Undoubtedly, there is a process to follow, which will enhance dialogue. Firstly, we need to understand what our objectives are, the underlying purpose, or the overarching big picture. Failure to identify this at the outset of a project, or losing sight of it later, condemns many an initiative to failure. We need to ask ourselves what our real needs are–and ponder the real needs of others. Where might these converge? What do we have in common? What is worrying others? Why? What has worked in the past–or not? What can we learn from this? All of these questions, and much more, are essentially preparation – for which, in our busy world, we find less and less time. Paradoxically of course, the more we prepare, the less time we will take overall.
We need to be prepared to build relationships and to work with people whatever we think of them or of their behaviour or values. If we can communicate with others with respect and courtesy, we can scrutinise and assess the issues with rigour. To do that, we need to understand, really understand, what is going on. That can only be done by suspending our desire to fix or solve the problem immediately, or according to our own view of the world. And, with that, we might just begin to build – or rebuild – trust.
We must therefore spend time exploring the real issues, concerns, hopes, fears, objectives and underlying needs of all parties with an interest–the stake-holders. We can only do so by asking questions, lots of them, and by really listening. But, for most of us, our tendency to assert our position, to justify our claims, precludes this and simply drives people further apart. However, we cannot fulfil the aspirations and maximise the gains all round without a true understanding of what motivates others. And we’ll need to find mechanisms and techniques for large-scale discussion as well as more intimate conversations. We’ll want to use appropriately supportive and creative venues and technologies, all of which we will find exist already.
Once we have explored and focused the issues in full, we can identify and assess the options open to us.
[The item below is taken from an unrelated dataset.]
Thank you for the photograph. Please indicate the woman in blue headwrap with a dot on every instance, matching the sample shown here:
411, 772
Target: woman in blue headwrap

Here, creativity can be encouraged. What gems might we find among the apparent dross? What are the pros and cons of each? Can we prioritise the possibilities? What criteria would we apply? What costs and gains might there be? What are the best and worst alternatives? What will work in practice? And so on, until we begin to see the preferable solution emerging, perhaps something unimaginable when we started and which might never have come to light had we adopted our right/wrong, let’s just ‘solve the problem’ standard method.
Then, how do we help others to recognise the possible way forward? What about other constituencies? Is there a way of presenting a message that will work for them? How do we build bridges to those who are disaffected, without whose support a project may founder? How can we find a way to ensure that our interests are recognised and acknowledged, while finding ways to converge or align with the interests of others? Can we find ways to test proposals without feeling threatened, protective or defensive? Do we need to build in an element of confidentiality to the deliberations and, if so, how to balance with transparency? How can we help people to make informed choices–and to exercise appropriate responsibility?
Is this all too difficult? No it’s not, but it will be hard work. And it is skilful work. Our benchmark is not whether we can create a panacea but whether the outcome is at least marginally better than the alternative–the present way of doing things?